Beers, Philo
Born: 1793-07-16 Woodbury, Connecticut
Died: 1858-03-09 Springfield, Illinois
Flourished: 1830 to 1858 Sangamon County, Illinois
Philo Beers was a justice of the peace, state legislator, and farmer. Beers was sent to live with an elder brother at the age of fifteen, but disagreements between the siblings prompted Philo to run away. While traveling from place to place, he met Martha Stillman, who would become his wife. When the Stillman family moved to Sangamon County, Illinois, Beers followed, settling in Carlyle in Clinton County, Illinois. Beers married Martha Stillman on November 2, 1820 in Madison County, Illinois. Beers brought his bride to Carlyle, where he began a political career, becoming a justice of the peace and, after a period of service, winning election to the Illinois House of Representatives, serving in that body from November 1824 to January 1826. Prior to 1830, Beers moved to Sangamon County, settling three miles southwest of Williamsville, Illinois. Philo and Martha three children, two born in Carlyle and one born in Sangamon County. Joseph, their first born, died in infancy. In 1850, Beers was farming in Sangamon County.

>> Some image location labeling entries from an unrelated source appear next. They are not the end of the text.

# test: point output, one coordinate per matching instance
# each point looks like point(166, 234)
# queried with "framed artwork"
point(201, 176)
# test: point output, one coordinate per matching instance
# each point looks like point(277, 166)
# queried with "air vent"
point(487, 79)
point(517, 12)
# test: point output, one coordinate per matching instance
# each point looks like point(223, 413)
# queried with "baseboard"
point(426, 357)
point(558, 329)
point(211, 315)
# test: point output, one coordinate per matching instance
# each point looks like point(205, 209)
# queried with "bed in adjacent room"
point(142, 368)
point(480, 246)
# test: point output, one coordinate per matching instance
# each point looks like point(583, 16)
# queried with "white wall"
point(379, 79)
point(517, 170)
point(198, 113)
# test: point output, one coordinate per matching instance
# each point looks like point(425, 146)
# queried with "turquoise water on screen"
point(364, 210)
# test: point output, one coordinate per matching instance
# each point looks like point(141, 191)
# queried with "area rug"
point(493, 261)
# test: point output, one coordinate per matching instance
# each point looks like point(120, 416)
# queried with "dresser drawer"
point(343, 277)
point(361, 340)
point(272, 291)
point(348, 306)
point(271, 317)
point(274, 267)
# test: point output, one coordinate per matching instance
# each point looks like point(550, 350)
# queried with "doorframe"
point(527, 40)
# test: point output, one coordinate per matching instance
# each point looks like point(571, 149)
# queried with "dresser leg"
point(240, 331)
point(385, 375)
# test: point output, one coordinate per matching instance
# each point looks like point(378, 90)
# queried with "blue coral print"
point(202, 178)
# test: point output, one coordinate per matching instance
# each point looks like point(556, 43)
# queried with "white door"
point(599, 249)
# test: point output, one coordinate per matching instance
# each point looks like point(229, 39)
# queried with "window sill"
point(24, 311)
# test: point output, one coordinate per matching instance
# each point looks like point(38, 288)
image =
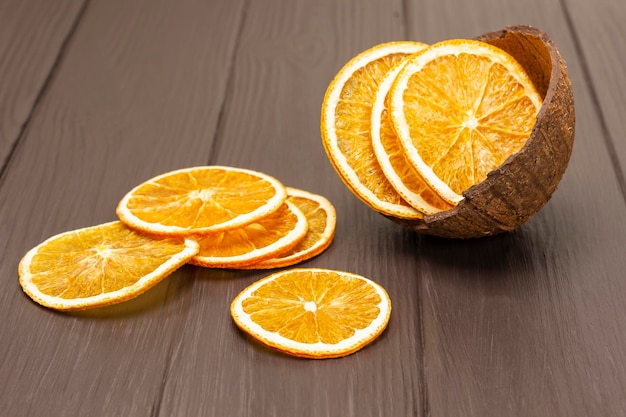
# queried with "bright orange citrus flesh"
point(201, 200)
point(392, 158)
point(460, 109)
point(99, 265)
point(346, 123)
point(276, 233)
point(322, 220)
point(314, 313)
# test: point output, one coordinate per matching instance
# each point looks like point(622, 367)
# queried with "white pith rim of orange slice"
point(326, 237)
point(415, 64)
point(284, 243)
point(360, 338)
point(411, 197)
point(328, 119)
point(143, 284)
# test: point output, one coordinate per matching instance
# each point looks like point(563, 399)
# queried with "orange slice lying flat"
point(201, 200)
point(322, 220)
point(99, 265)
point(314, 313)
point(389, 152)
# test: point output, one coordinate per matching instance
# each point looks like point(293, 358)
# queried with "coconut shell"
point(524, 183)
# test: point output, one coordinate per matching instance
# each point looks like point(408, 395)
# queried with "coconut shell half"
point(524, 183)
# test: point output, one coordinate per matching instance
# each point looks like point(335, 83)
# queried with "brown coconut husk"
point(524, 183)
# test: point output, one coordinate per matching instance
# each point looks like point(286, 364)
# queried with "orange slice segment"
point(460, 109)
point(98, 266)
point(276, 233)
point(322, 220)
point(314, 313)
point(345, 127)
point(389, 152)
point(201, 200)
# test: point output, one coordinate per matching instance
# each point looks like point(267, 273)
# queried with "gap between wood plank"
point(606, 133)
point(156, 408)
point(229, 84)
point(44, 87)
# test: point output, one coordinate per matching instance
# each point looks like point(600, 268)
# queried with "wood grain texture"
point(528, 323)
point(32, 34)
point(138, 92)
point(516, 324)
point(287, 53)
point(598, 31)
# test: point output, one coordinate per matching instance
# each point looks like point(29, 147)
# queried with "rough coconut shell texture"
point(524, 183)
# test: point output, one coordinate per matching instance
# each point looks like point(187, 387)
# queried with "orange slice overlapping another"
point(322, 220)
point(201, 200)
point(100, 265)
point(394, 163)
point(460, 108)
point(275, 233)
point(346, 124)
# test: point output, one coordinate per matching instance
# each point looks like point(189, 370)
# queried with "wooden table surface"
point(97, 96)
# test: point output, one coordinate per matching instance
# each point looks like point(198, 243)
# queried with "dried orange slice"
point(314, 313)
point(460, 109)
point(276, 233)
point(322, 220)
point(99, 265)
point(345, 126)
point(201, 200)
point(389, 152)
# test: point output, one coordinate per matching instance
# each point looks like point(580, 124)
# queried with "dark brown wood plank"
point(287, 54)
point(529, 324)
point(600, 33)
point(32, 33)
point(138, 92)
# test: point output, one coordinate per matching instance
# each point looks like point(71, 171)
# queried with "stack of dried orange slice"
point(409, 127)
point(221, 217)
point(213, 216)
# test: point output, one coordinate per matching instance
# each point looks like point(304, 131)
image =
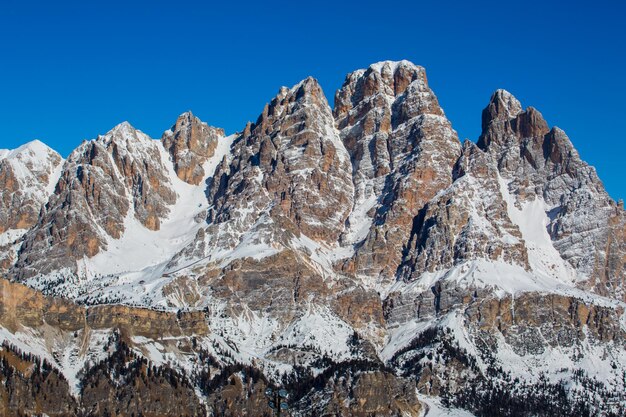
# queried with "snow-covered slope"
point(367, 238)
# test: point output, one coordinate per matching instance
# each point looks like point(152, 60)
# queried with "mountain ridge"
point(366, 237)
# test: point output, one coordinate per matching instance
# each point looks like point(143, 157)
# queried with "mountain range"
point(360, 257)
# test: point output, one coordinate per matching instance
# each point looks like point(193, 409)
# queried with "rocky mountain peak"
point(287, 160)
point(503, 106)
point(102, 181)
point(382, 81)
point(28, 176)
point(190, 143)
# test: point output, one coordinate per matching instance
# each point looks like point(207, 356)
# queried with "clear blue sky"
point(72, 70)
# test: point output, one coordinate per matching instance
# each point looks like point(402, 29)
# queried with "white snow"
point(433, 408)
point(138, 259)
point(532, 221)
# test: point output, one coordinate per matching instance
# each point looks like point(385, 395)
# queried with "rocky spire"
point(291, 161)
point(402, 150)
point(190, 143)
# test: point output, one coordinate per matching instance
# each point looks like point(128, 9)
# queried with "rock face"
point(27, 177)
point(104, 180)
point(290, 163)
point(190, 143)
point(351, 257)
point(402, 150)
point(468, 220)
point(541, 163)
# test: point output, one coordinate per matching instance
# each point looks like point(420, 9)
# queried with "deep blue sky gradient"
point(72, 70)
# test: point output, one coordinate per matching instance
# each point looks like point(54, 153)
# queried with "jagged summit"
point(362, 248)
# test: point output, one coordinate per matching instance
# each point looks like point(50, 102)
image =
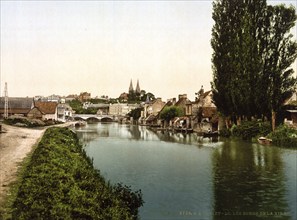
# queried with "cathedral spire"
point(131, 87)
point(137, 90)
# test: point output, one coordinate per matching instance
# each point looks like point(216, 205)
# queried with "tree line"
point(253, 51)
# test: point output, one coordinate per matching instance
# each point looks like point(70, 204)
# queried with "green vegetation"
point(284, 136)
point(250, 129)
point(27, 122)
point(134, 97)
point(252, 58)
point(171, 112)
point(77, 106)
point(135, 113)
point(60, 182)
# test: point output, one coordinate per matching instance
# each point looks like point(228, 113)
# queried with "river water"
point(188, 177)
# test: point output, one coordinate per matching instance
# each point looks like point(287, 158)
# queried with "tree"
point(279, 54)
point(171, 112)
point(135, 113)
point(253, 52)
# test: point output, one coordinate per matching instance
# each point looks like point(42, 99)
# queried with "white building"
point(121, 109)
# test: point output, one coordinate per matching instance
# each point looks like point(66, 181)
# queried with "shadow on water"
point(249, 182)
point(217, 178)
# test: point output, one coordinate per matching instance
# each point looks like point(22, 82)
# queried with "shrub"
point(225, 132)
point(284, 136)
point(60, 182)
point(250, 129)
point(26, 122)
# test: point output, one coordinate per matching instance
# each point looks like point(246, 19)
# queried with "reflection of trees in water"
point(248, 179)
point(87, 136)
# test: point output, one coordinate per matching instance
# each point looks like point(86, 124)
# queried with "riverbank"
point(15, 144)
point(59, 180)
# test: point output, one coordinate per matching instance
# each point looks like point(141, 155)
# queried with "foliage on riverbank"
point(60, 182)
point(284, 136)
point(21, 121)
point(250, 129)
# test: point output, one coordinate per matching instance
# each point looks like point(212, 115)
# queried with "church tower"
point(137, 87)
point(131, 87)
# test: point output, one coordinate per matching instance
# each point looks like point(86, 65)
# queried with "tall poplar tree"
point(280, 53)
point(253, 52)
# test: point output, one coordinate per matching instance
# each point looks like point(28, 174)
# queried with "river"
point(188, 177)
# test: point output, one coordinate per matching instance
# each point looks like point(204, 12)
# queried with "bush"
point(23, 121)
point(60, 182)
point(249, 129)
point(225, 132)
point(284, 136)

Illinois Statewide Marriage Index, Madison County, 2 November 1820, Illinois State Archives, Springfield, IL; John Clayton, comp., The Illinois Fact Book and Historical Almanac 1673-1968 (Carbondale: Southern Illinois University Press, 1970), 199; U.S. Census Office, Fifth Census of the United States (1830), Sangamon County, IL, 184; U.S. Census Office, Sixth Census of the United States (1840), Sangamon County, IL, 12; U.S. Census Office, Seventh Census of the United States (1850), Sangamon County, IL, 194; John Carroll Power and S. A. Power, History of the Early Settlers of Sangamon County, Illinois (Springfield, IL: Edwin A. Wilson, 1876), 113; Daily Illinois State Journal (Springfield), 13 March 1858, 2:4.